Sunday, July 5, 2009

I Believe I Can Fly

Well my darling Rocketeers, this is the last entry I'll be writing from the Motherland.  Right now, it's 3 a.m.  My taxi comes at 4 to make my 6:30 flight.  Other than that, I should be sleeping, but I haven't actually slept in two days.  It's been a crazy last week, with me trying to squeeze everything possible into my dwindling time and expanding suitcases.

Between all my different groups of friends and acquaintances, I've had a couple going-away parties.  The most memorable was the one that followed my final JCC class last week.  One of my students there is simply wild about her dacha, talks about it all the time.  I asked her to bring me something from her garden, but she misunderstood me, and thought I was asking her to bring me to her garden.  So, after class last Tuesday, she said, "Well, let's go!"  After a whole year of working together, it was great to relax, drink beer and speak Russian with these friendly folks.  Another day, I had an incredible marathon cooking-and-eating party with my local rabbi's wife and family.  Turns out, it's not kosher even to have cats and dogs as pets.  Oy vey!  Sunday night I invited a bunch of friends over for a "Let's clean out Abbie's fridge and closet" party.  I can say it was even more successful than I'd planned, since it became a sleepless sleepover.

In other news, I went to the Ekaterinburg zoo, which wasn't as bad as I expected, but still pretty sad.  The boy and girl animals are separated (are they orthodox?) and pretty much no one in there has enough space.  Except maybe the rodents, one of whom I alone noticed was giving birth.  I also noticed the monkeys were fed yogurt.  Weird!  And it's always funny to see what animals are considered exotic by someone else's standards.  That is to say, in this zoo, attractions include a skunk, a raccoon and squirrels.  But nowhere were there more people crowded around in bewilderment than the tank of axolotls, the very same pink smiling amphibians we used to have as pets.  Finally, elsewhere in the city, I managed to buy all the souvenirs for myself, friends and family that I'd dreamed.  Lemme tell you, Uralski stones are gorgeous, but they're heavy as hell!  

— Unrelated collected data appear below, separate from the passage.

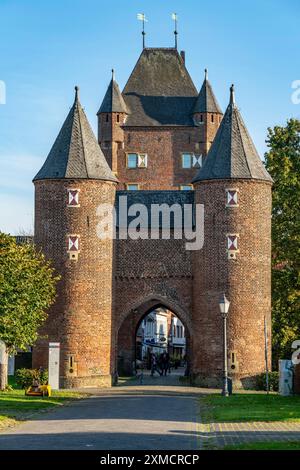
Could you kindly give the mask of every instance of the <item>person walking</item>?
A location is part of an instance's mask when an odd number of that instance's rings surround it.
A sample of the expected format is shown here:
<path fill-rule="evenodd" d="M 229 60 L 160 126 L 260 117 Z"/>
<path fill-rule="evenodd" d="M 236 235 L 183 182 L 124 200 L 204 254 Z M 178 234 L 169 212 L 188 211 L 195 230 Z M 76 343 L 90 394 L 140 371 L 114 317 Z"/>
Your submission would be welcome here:
<path fill-rule="evenodd" d="M 168 357 L 168 353 L 164 352 L 161 355 L 161 369 L 162 369 L 163 375 L 165 376 L 167 375 L 168 368 L 169 368 L 169 357 Z"/>
<path fill-rule="evenodd" d="M 152 355 L 151 355 L 151 377 L 154 376 L 155 372 L 157 372 L 159 375 L 162 375 L 162 373 L 159 371 L 158 366 L 157 366 L 156 355 L 154 353 L 152 353 Z"/>

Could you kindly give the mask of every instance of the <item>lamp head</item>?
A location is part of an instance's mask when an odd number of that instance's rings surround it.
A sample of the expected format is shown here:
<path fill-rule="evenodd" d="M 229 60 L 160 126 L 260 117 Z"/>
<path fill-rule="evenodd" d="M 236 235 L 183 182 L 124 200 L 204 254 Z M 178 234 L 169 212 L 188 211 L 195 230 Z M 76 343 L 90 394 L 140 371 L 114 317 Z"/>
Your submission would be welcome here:
<path fill-rule="evenodd" d="M 222 317 L 227 317 L 229 306 L 230 306 L 230 302 L 226 298 L 226 295 L 224 293 L 221 294 L 221 297 L 219 300 L 219 307 L 220 307 L 220 312 L 221 312 Z"/>

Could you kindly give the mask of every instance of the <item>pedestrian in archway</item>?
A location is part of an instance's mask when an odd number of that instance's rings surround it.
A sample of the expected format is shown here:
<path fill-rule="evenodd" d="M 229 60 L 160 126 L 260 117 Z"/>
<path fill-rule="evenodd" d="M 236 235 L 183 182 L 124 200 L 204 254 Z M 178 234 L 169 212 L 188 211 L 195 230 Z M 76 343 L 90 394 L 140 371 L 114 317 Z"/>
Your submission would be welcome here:
<path fill-rule="evenodd" d="M 157 372 L 159 375 L 162 375 L 162 373 L 158 369 L 156 355 L 152 353 L 151 354 L 151 377 L 154 376 L 155 372 Z"/>
<path fill-rule="evenodd" d="M 161 370 L 162 370 L 162 375 L 167 375 L 167 372 L 169 370 L 169 363 L 170 363 L 170 356 L 167 352 L 162 353 L 161 355 Z"/>

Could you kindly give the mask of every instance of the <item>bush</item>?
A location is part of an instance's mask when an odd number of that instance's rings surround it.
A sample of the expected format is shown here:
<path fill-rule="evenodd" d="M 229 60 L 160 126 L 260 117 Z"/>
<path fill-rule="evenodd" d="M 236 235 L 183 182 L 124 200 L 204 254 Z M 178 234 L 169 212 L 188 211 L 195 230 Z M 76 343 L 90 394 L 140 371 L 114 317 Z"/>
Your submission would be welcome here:
<path fill-rule="evenodd" d="M 260 374 L 256 377 L 256 389 L 267 390 L 266 373 Z M 269 390 L 271 392 L 278 392 L 279 390 L 279 372 L 269 372 Z"/>
<path fill-rule="evenodd" d="M 48 383 L 47 369 L 18 369 L 16 372 L 16 383 L 21 388 L 28 388 L 33 381 L 37 381 L 40 385 Z"/>

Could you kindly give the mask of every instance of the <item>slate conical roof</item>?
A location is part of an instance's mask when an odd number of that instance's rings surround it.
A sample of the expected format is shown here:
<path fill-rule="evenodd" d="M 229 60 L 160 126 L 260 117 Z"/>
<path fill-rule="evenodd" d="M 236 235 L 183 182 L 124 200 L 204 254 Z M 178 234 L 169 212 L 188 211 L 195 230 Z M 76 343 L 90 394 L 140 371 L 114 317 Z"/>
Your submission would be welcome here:
<path fill-rule="evenodd" d="M 208 81 L 207 69 L 205 78 L 193 108 L 193 113 L 219 113 L 223 114 L 211 84 Z"/>
<path fill-rule="evenodd" d="M 272 182 L 235 104 L 233 85 L 216 137 L 193 182 L 231 178 Z"/>
<path fill-rule="evenodd" d="M 99 179 L 117 181 L 78 99 L 75 101 L 34 181 L 42 179 Z"/>
<path fill-rule="evenodd" d="M 100 113 L 127 113 L 128 110 L 120 92 L 119 85 L 115 81 L 114 71 L 112 70 L 112 79 L 108 85 L 104 99 L 97 114 Z"/>

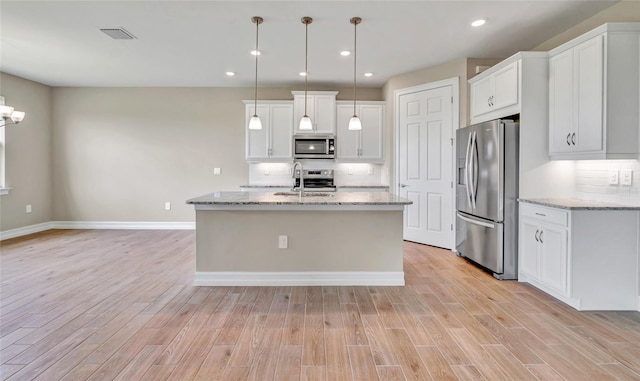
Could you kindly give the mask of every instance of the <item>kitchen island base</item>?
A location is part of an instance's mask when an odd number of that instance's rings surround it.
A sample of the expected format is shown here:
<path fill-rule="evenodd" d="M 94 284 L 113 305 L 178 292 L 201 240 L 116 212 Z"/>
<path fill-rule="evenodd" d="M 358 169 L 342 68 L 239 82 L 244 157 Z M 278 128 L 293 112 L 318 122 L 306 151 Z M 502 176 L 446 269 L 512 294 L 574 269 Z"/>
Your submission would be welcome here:
<path fill-rule="evenodd" d="M 196 207 L 194 285 L 404 285 L 403 209 L 337 209 Z"/>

Now, one final story, which I considered not publishing on here, but as a "journalistka," my responsibility is to tell the truth, or my version of it.  So, if you have a weak stomach or are my mother, you might want to stop reading here.

Raise your hand if you're familiar with "rope-jumping."  Basically, it's bunjee-jumping, only without the boing.  You tie a rope securely to some high up structure, attach it to a rock-climbing apparatus that looks like leiderhosen and, well, jump.  I had never heard of it, but Danil, one of my student-come-friends is a seasoned rope-jumper.  Since the beginning of our acquaintance, he's been talking about the most popular place in the city, this great big bridge over the river, for practicing the...sport?  So today, my very last day in Russia, we decided, in the wise words of Van Halen, "Might as well jump."

Now when I say you jump off a bridge, I'm not talking about a pedestrian bridge.  Rather you have to scale up underneath a highway bridge, already holding on for your dear life just to get to a place where you can stand.  Then, in the middle of the structure, a place not designed for foot traffic, was a group of maybe six young men and women, or better to say boys and girls.  One of them, dressed like a security guard in military fatigues, was the owner of the apparatus, and spent his free time hanging out there, helping anyone who wanted to jump.  Incidentally, this was maybe my first and only experience of someone in Russia offering his services and materials to strangers for free use!  After watching others a few times, they harnessed me up and I climbed over the edge.  After almost chickening out a few times, I jumped!  Actually, it's more of a fall than a jump, and backwards at that.  I guess it looks like suicide, and probably sounded like murder the way I screamed.  Then you just swing back and forth until you pull yourself up (for boys) or get pulled up (for girls).

What a rush!  Afterwards, I was really speechless, only able to say things like "mama dorogaya" ("mother dear").  Having been so close to punking out of the whole thing, I was super-proud of myself.  In fact, my buddy Danil started doing it only because he's so afraid of heights.  I mean really, how many people can say they've rope-jumped off a bridge in Ekaterinburg?  And I bet dollars to donuts I was the first American girl to do it.  After we climbed down from the bridge (which was, in some ways, the scariest part of the excursion), I strutted like I've never strut before.  I felt like strangers could see the adrenaline flying through my veins, or at least could tell that I had some amazing secret.  But now I guess the secret's out.  Sorry Mama Dorogaya!

I started writing this entry in my (former) Ekaterinburg apartment.  Already now I am sitting in the Ekat airport, waiting for my flight

The post above was never "completed," but was printed in full for the reader's understanding of my frazzled mental state.